Protagonista de cuatro cuentos del Decamerón (v.; VIII jornada, cuentos 3.° y 6.°; IX jornada, cuentos 3.° y 5.°). Pintor florentino de los primeros ¿decenios del siglo XIV (Nozzo di Perino llamado Calandrino) al que quizá por tradición se atribuían inocentadas y tonterías, Calandrino, en las páginas de Boccaccio, se convierte en el prototipo de la necedad humana, total antítesis del espíritu de sagacidad e inteligencia mundana encarnado en tantos personajes del Decamerón.
Sin embargo, la suya no es una tontería pasiva, una estupidez resignada y tranquila; el buen hombre se halla siempre lleno de vida, es rico en iniciativas y no sabe evitar el acariciar deseos a veces ilícitos, ni el fantasear sobre la manera de satisfacerlos, ni mucho menos puede dejar de comunicarlos a sus dos amigotes los pintores Bruno y Buffalmacco (v.), de los que no puede prescindir, aun siendo víctima necesaria y fatal de sus burlas, ni más ni menos que aquéllos no pueden pasar sin él.
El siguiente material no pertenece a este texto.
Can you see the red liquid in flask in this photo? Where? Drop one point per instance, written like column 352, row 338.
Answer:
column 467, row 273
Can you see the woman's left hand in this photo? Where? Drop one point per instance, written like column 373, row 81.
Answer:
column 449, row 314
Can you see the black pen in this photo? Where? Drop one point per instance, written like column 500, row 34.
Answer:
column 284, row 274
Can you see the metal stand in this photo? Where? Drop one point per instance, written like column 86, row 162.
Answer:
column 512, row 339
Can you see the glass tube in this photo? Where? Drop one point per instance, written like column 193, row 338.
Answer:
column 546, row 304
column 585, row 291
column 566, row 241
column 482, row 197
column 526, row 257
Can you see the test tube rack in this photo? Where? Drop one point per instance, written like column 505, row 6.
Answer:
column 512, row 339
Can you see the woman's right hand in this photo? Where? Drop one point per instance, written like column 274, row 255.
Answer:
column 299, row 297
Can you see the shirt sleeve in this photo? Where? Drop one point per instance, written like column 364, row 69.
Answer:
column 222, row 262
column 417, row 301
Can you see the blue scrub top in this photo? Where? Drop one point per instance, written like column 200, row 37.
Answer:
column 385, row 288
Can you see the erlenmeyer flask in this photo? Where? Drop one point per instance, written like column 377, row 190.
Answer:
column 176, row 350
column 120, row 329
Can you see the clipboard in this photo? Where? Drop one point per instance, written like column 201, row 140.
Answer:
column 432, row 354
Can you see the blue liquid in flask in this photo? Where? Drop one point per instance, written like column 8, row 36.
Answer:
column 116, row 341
Por este motivo, todas sus desdichas provienen de sus ideas: los dos burlones no tienen más que aguardar a que caiga en sus manos y secundar con una astucia tanto más grande cuanto menos aparente, sus necedades y las inevitables consecuencias de los hechos. Y al final, el burlado Calandrino aún debe recurrir a ellos para evitar peores males y agradecerles, sin sospechar nunca el engaño sufrido, cuanto hacen por él, o suplicarles quieran concederle nuevamente el favor de su amistad.
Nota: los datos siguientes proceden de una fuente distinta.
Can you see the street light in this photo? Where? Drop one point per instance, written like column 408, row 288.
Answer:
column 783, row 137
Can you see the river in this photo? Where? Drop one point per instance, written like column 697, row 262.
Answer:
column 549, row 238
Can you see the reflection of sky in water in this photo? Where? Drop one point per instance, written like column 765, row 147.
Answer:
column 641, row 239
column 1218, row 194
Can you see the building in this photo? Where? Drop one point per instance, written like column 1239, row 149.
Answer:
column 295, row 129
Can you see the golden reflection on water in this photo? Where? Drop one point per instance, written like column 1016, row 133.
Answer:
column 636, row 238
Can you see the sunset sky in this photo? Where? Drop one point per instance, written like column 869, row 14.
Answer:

A pesar de todo, Calandrino sigue creyéndose astuto y no hay lección que pueda sacarle de su error o disuadirle de sus propósitos, ni siquiera los reproches de su mujer, que le conoce bien y a la que profesa un reverente temor, aun cuando a veces halle gusto en faltar a sus deberes de esposo. Y así, van surgiendo los casos paradójicos y, con todo, también lógicos de la aventura del ágata, la piedra que posee la virtud de volver a uno invisible, el gran sueño y el gran desengaño de Calandrino, quien, tras haberse visto en la posibilidad de llegar a ser inmensamente rico, se encuentra en su casa con un cargamento de piedras sin valor alguno y se desahoga apaleando furiosamente a su mujer; o aquel otro, no menos complicado, del cerdo que los amigos roban al desgraciado y del que él mismo pasa por ser el ladrón; el de su enamoramiento, que acaba también con una amarga desilusión y unos cuantos palos de su esposa; y el más cómico aún, del cuento en que se narra cómo se dejó convencer de que se hallaba en estado interesante.
Es imposible contener la risa y, a la vez, dejar de sentir cierta compasión ante tanta simpleza e infortunio; y, sin embargo, nunca aparece tan lograda la figura de este personaje como en las situaciones paradójicas en que se manifiesta siempre con una característica humana propia.